Iff this si correct, does anyone think that I would be able to shoot rabbits and wood pidgeons with this rifle.
Thanks in advance
Steve


----------



## jtillman (Oct 31, 2005)

OK, you have an air rifle. If you just do a search for .177 pellets or shooting you'll find plenty of information out there. I have an air rifle that I use for a little pest control around my yard that can shoot both .177 and .22 sized pellets, yours may be able to do the same.

As to how much power they have: I shot squirrles with mine, but I have been quite close, say 20 meters or less using the .177 pellets I have with good success.

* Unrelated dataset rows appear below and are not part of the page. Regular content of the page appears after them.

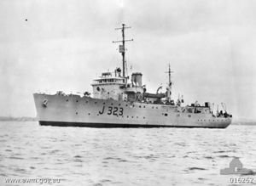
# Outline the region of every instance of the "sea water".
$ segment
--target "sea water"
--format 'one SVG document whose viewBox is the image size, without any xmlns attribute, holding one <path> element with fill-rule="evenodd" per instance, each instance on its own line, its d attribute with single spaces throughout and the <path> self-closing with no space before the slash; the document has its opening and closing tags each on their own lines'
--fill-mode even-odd
<svg viewBox="0 0 256 186">
<path fill-rule="evenodd" d="M 234 157 L 256 171 L 256 125 L 90 128 L 0 122 L 0 185 L 248 185 L 230 181 L 240 175 L 220 175 Z M 253 174 L 242 178 L 256 183 Z M 38 182 L 8 183 L 14 179 Z"/>
</svg>

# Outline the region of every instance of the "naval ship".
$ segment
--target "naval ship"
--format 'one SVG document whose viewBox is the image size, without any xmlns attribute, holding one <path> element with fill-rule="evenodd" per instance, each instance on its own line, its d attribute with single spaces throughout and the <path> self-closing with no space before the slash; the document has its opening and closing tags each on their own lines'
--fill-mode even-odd
<svg viewBox="0 0 256 186">
<path fill-rule="evenodd" d="M 143 84 L 143 74 L 128 76 L 125 61 L 125 30 L 131 27 L 122 24 L 122 40 L 119 52 L 122 66 L 113 72 L 103 72 L 96 78 L 92 94 L 34 93 L 37 118 L 42 126 L 90 127 L 207 127 L 225 128 L 232 116 L 218 110 L 213 114 L 212 104 L 197 102 L 183 105 L 183 99 L 174 100 L 172 96 L 171 68 L 166 93 L 148 93 Z"/>
</svg>

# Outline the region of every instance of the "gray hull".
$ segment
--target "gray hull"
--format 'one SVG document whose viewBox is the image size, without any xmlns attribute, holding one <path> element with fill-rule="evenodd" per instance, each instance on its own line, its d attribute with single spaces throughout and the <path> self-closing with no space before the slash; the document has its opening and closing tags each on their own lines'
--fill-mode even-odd
<svg viewBox="0 0 256 186">
<path fill-rule="evenodd" d="M 78 95 L 34 93 L 40 125 L 90 127 L 225 128 L 230 117 L 183 113 L 177 106 L 128 103 Z"/>
</svg>

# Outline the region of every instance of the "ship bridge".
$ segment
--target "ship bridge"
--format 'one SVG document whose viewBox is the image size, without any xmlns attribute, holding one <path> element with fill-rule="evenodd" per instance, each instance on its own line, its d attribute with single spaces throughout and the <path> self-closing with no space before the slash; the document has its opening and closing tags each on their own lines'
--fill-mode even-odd
<svg viewBox="0 0 256 186">
<path fill-rule="evenodd" d="M 103 72 L 98 79 L 93 80 L 93 96 L 96 99 L 124 100 L 124 88 L 127 79 L 115 70 L 114 76 L 111 72 Z"/>
</svg>

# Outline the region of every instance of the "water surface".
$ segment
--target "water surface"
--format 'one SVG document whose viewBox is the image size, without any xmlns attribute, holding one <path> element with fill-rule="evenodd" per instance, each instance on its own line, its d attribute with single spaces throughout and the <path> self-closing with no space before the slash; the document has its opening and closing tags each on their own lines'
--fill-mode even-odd
<svg viewBox="0 0 256 186">
<path fill-rule="evenodd" d="M 8 185 L 7 178 L 61 178 L 55 185 L 231 185 L 238 176 L 220 169 L 239 157 L 256 171 L 255 142 L 256 125 L 86 128 L 2 121 L 0 185 Z"/>
</svg>

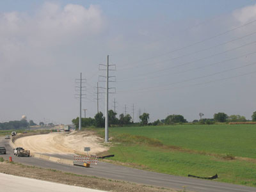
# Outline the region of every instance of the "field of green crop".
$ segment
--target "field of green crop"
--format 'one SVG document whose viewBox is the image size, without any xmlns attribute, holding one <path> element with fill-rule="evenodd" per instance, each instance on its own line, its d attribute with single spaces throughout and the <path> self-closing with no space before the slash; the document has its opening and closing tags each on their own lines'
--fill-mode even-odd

Best advice I can give you is start shooting and see what happens....just don't shoot your lamb's 

What part of the UK are you from?


----------



## goldenvalley (Apr 28, 2009)

Thanks very much indeed. 
I am now living in Herefordshire, just moved here from Caerphilly in South East Wales and loving it too. 
I really am grateful for you reply, I have been trying to find out what the gun is capable of by viewing videos on youtube, but all the rifles seem much more powerful than mine. The chap in the shop said that rabbits could be shot for the kitchen at 90 meters, and a a complete novice, I kinda took what he said, and believed it too. 
Thanks very much again for your reply, I can see what I am doing wrong now.

Cheers 
Steve


----------



## bigpipesT (Apr 12, 2009)

goldenvalley said:


> I am really soory about my ignorance.
> I woudl like to try to shoot wood pidgeons and rabbits in the future, but I am a little unsure if the rifle is powerful enough to do so.
> When I purchased the rifle from a gun room, I had my eye on one rifle but when I said that I wanted to shoot magpies and jackdaws as they have been pecking out my lambs eyes he said that I would need another gun, a more powerful rifle as crows are hard to kill. So I just took it that it would also kill rabbits also as I had first told him that I wanted the gun for rabbit shooting. I was just wondering if the rifle was marked with its caliber, I notice now that the rifle is marked with CAL. 177"
> So I am assuming that this is it's power so to say.
> ...


hey man that wasint ignorant at all. i just didnt know what caliber it was. pellet guns have made it pretty far in technology. you should be fine. let me or any of us know if ya need help were on every day.


----------



## darkgael (Feb 10, 2006)

What model is it? HW50? HW90? The latter is the more powerful gun, sending a pellet out at 1125 fps. The HW50 is at about 850 fps
A .177 cal pellet at about 1100 fps can be expected to produce about 18 - 20 ft.lbs of muzzle energy. Of course, that depends on the weight of the pellet.
For my tastes, a .22 pellet is a better choice for hunting. The smaller .177 pellet loses its velocity more rapidly than the heavier .22, making it less desirable as range increases. 
As to taking game at 90 meters with a .177.....I suppose so but I'd expect a lot more wounding than clean killing at that distance. The youtube videos tend to focus on the successful shots. 
Pete


----------